Buying Seedlings: Getting Your Money’s Worth

 

Buying Seedlings Getting Your Money's Worth

I am exhausted to the bone. Normally, at this time of year, I get excited about seed starting. I take stock of my seed supplies, order seeds I’m missing, and start planning out my garden. This year, I’ve yet to do any of that. I’m too overwhelmed and tired, so I’ve decided to forego starting seeds indoors. Instead, I’m planning on buying seedlings. It wasn’t a decision I made lightly. But I just couldn’t burden myself with yet another task. I’ll still be gardening this year, just a little differently. I’ll stick to quick-growing crops for the most part, and I’ll be grabbing seedlings from my local nursery—here’s hoping they offer contactless delivery this spring!

I figured some people might be in the same boat as me. Tired. Unmotivated. There are also plenty of gardeners who don’t have room or time to start seedlings indoors. Buying seedlings is totally fine! Unfortunately, it can get expensive if you don’t plan correctly. Here are a few tips to getting the most out of your money when shopping for seedlings.
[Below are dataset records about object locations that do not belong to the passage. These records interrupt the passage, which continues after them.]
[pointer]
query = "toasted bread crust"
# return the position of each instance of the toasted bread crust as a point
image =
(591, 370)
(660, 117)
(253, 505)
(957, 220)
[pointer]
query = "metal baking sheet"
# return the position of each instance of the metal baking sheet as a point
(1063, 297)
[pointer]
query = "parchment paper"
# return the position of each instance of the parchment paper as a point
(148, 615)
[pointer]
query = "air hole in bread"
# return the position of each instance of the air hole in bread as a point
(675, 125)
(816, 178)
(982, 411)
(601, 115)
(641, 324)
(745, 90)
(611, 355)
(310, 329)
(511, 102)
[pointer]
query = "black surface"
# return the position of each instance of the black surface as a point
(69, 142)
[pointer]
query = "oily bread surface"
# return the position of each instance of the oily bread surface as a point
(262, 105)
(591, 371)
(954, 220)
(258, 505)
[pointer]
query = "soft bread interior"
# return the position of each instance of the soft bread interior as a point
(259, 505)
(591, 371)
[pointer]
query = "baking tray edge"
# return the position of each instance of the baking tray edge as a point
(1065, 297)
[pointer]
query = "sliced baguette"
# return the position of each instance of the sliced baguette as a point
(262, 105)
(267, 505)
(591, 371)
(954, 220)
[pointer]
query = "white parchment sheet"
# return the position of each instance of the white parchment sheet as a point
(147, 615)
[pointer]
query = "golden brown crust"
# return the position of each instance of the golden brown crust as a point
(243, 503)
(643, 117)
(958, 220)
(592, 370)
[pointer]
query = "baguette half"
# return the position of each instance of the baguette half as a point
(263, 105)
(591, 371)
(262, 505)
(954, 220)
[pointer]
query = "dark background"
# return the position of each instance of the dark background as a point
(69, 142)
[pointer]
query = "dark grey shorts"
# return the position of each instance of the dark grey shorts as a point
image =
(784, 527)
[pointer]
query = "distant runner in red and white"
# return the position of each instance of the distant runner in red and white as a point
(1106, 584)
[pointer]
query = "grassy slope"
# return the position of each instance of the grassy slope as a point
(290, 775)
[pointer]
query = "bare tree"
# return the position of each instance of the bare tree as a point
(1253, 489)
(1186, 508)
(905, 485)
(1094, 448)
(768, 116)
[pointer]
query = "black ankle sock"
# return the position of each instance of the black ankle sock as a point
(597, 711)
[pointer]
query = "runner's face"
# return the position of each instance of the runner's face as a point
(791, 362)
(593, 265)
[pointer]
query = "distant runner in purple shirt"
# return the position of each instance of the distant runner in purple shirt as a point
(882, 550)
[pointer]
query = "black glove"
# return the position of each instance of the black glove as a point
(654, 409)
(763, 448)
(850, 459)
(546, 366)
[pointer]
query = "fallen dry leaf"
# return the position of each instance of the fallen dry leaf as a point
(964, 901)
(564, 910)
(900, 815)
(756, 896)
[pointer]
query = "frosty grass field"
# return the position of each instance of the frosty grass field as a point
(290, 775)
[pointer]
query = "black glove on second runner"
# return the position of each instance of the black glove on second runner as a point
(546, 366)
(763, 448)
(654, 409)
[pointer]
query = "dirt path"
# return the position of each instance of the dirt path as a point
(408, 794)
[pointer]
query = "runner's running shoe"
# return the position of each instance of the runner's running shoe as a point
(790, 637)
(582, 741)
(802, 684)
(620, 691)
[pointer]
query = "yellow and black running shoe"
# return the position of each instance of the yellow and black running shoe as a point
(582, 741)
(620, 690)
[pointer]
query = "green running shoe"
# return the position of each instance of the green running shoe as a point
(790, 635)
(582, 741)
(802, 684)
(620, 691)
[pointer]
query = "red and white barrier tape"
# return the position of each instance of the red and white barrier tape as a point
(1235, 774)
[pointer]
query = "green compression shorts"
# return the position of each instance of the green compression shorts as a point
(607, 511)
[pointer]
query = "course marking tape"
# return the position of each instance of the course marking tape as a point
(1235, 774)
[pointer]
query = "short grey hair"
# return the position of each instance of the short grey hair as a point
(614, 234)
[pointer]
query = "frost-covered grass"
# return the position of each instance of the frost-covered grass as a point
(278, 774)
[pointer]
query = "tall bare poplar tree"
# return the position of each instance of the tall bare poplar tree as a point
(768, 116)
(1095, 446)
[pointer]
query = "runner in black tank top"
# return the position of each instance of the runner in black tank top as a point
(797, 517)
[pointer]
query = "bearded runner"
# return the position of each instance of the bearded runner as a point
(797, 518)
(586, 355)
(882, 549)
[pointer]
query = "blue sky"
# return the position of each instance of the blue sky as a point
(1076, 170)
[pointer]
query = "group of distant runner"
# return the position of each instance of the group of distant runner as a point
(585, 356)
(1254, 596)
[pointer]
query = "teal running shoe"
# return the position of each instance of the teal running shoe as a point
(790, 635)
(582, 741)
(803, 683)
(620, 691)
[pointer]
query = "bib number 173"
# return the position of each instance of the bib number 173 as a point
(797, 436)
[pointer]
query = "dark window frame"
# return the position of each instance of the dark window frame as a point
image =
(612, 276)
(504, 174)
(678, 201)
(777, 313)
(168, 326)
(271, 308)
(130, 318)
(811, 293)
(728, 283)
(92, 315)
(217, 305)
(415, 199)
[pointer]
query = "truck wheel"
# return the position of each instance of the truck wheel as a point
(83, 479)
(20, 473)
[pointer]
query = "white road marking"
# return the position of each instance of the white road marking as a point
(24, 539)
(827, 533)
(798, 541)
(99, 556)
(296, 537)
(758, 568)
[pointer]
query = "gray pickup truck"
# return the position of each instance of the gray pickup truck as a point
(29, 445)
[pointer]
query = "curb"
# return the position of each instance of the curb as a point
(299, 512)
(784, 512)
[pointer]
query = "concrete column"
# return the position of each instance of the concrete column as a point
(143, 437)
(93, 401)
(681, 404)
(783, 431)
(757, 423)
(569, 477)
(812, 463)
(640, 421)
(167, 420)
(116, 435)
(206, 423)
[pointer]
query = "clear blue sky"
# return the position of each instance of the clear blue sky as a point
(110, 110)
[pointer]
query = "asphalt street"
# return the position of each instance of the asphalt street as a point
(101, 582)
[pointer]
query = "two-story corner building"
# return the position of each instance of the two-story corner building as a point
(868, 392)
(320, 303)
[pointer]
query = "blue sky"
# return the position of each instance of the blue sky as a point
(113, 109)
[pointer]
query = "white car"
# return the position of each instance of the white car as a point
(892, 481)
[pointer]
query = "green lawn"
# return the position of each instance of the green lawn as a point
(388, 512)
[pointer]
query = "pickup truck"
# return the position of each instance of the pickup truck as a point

Shopping for Seedlings on a Budget

Here’s how to get the biggest bang for your buck when buying seedlings for your garden this year.

  • Set a budget. It’s really easy to go overboard when shopping for plants in the spring. The nursery is full of beautiful lush plants, and the temptation can be overwhelming. Have a budget in mind before you head out and be strict with keeping to it. You can always go back and get more plants if you need to!
  • Make a plan. Don’t go to your local nursery without a plan. Sketch out your garden and figure out what you plan to put where. Are you growing square-foot-style? Know how many varieties of each plant you need per square.
  • Stick to slow-growing plants. Unless you have the budget, stick to buying slow-growing plants like tomatoes, eggplants, and peppers. Lettuce and other greens are easy to grow from seed, so don’t bother wasting money on those.
  • Cap the number of new-to-you plants. Don’t blow your budget on exotic plants or varieties you’ve never grown before. Buy one or two new options but overall, stick to tried-and-true stuff.
  • Avoid large plants. You’ll pay a premium for very large plants, but you don’t need to start with a giant tomato plant to get a decent crop. The advantage to buying an oversized plant is that you can harvest earlier, but that privilege will cost you.
  • Prepare in advance. Prep your garden before you head out to the nursery. Have everything ready so you can bring your plants home and transplant them straight away. Amend your beds with compost, get some mulch ready, and make sure the soil is moist. If it’s still early in the spring, prepare space for your new plants inside your home.

Don’t forget that you can also find seedlings for a steal around your neighborhood. Check Facebook Marketplace listings for gardeners who are selling (or giving away!) their extra seedlings. Ask gardener friends to share their extra seedlings with you. Inquire with local gardening clubs to find out if they have any upcoming seed swaps or seedling sales.